Publicly traded companies do all kinds of shenanigans. One I worked for had a motto “miss by a penny, might as well miss by a dollar” which meant if there was going to be a bad quarter then all kinds of inventory was written down. Then when it was sold down the road (often at full value) that could be recorded as pure profit. Stuff would be moved around as to be “in transit” on the appropriate accounting day. Our whole world is gamed.
There are protests in Sydney, Melbourne and Brisbane today. The organiser of the last protest in Sydney got jailed for 8 months yesterday, 3 month non-parole period.
Yes, need some real talk from the medical people about how to make this happen. If this was a regular drug, we could just get our pediatricians to write our kids a prescription for it, and then fill it and give it to them, right? But vaccines don’t work on prescription, so what can be done here?
First gym trip since the NYC vax mandate. Scan my membership card. Look at the guy at the desk, anticipating him asking me something. He looks at me. We have an awkward locking of the eyes for a few seconds. “Do you need to see anything?” I ask. He mumbles something I can’t understand - not sure if English or Spanish. Shakes his head.

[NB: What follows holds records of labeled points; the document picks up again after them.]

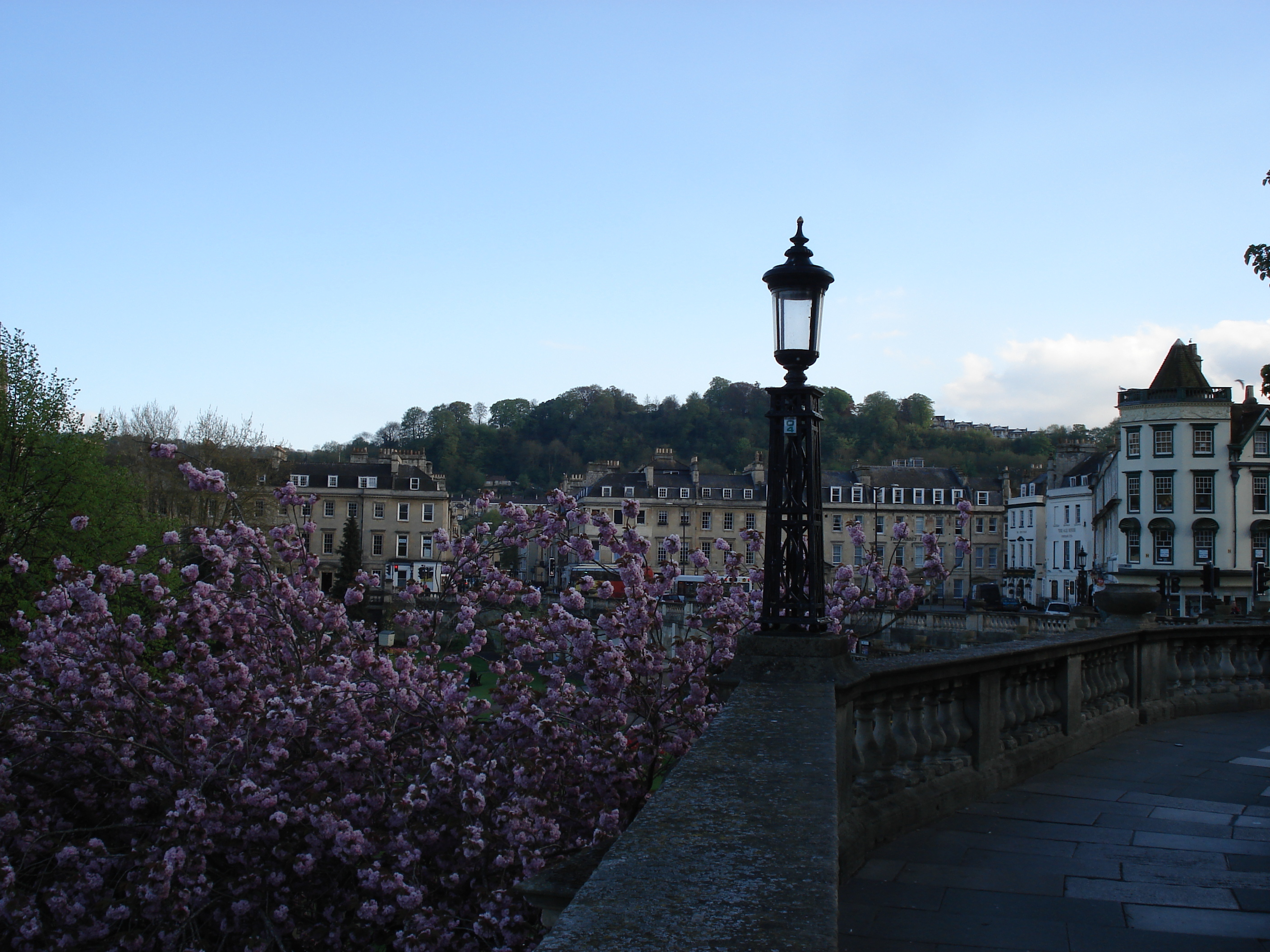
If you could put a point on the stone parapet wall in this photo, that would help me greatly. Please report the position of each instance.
(819, 757)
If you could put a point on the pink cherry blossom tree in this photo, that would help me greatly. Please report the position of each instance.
(200, 749)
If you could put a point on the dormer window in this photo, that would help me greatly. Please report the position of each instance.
(1133, 442)
(1202, 441)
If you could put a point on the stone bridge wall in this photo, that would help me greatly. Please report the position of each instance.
(818, 757)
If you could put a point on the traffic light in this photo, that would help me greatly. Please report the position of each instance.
(1260, 578)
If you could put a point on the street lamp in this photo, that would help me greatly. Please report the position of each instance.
(1081, 579)
(794, 556)
(798, 299)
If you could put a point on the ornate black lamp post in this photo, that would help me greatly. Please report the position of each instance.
(794, 558)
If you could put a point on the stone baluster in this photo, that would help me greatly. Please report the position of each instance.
(936, 760)
(1173, 673)
(950, 706)
(886, 741)
(1203, 669)
(1098, 687)
(1033, 705)
(1049, 693)
(868, 757)
(1252, 657)
(1185, 668)
(921, 739)
(961, 724)
(905, 746)
(1240, 659)
(1009, 711)
(1225, 669)
(1122, 676)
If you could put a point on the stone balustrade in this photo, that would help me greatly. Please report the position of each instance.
(822, 753)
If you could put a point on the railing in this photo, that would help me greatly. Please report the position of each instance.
(972, 624)
(1170, 395)
(743, 823)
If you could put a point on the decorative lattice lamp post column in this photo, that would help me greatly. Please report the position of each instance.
(794, 556)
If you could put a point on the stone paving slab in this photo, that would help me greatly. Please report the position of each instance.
(1155, 841)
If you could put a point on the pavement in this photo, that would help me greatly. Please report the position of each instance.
(1157, 839)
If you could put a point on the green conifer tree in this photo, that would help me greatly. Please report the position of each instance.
(350, 559)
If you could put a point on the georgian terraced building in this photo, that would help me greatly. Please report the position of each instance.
(925, 498)
(1191, 485)
(398, 504)
(676, 498)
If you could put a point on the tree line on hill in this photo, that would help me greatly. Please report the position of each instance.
(56, 465)
(533, 445)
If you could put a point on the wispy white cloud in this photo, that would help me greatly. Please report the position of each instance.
(1075, 380)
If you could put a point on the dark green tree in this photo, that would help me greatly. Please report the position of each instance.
(1259, 256)
(51, 470)
(350, 558)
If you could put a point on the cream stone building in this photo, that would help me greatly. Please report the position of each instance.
(398, 504)
(1192, 486)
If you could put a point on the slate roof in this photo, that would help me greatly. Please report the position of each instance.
(1182, 369)
(675, 479)
(350, 472)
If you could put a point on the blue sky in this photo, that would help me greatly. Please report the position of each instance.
(322, 214)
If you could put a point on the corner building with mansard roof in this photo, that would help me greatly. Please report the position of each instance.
(1192, 486)
(398, 503)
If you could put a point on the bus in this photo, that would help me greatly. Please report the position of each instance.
(686, 587)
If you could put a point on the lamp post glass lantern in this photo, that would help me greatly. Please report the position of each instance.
(794, 555)
(798, 300)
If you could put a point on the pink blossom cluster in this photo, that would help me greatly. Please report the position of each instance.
(220, 758)
(878, 582)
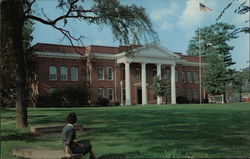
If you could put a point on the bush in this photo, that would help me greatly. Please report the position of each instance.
(102, 102)
(117, 103)
(182, 100)
(70, 96)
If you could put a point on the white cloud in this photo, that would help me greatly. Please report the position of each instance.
(166, 26)
(98, 42)
(162, 15)
(190, 16)
(159, 14)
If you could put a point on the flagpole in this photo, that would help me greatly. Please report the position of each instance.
(199, 52)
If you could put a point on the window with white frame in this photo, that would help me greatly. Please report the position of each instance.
(110, 73)
(124, 93)
(100, 73)
(52, 73)
(110, 93)
(168, 75)
(183, 76)
(138, 74)
(176, 76)
(195, 77)
(74, 73)
(154, 72)
(100, 92)
(189, 77)
(64, 73)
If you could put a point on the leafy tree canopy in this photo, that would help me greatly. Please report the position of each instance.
(243, 8)
(213, 37)
(160, 87)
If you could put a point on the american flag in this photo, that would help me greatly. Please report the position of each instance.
(204, 8)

I move on into the gym.
There are other examples, not trying to pick on India.
It certainly wasn’t ethical just to manufacture and then destroy. I get the economics, though. Other than the worker wages that money was going into deep pockets.
I believe the CFC thing was originally a Montreal protocol from way back. Not sure if Kyoto modified it. In my googling it looks like perhaps China was cheating until recently. It was note that CFCs had gone, the source seemed to be somewhere in China, whatever agency bitched. It stopped. No real detail though. (I didn’t look very hard for more info).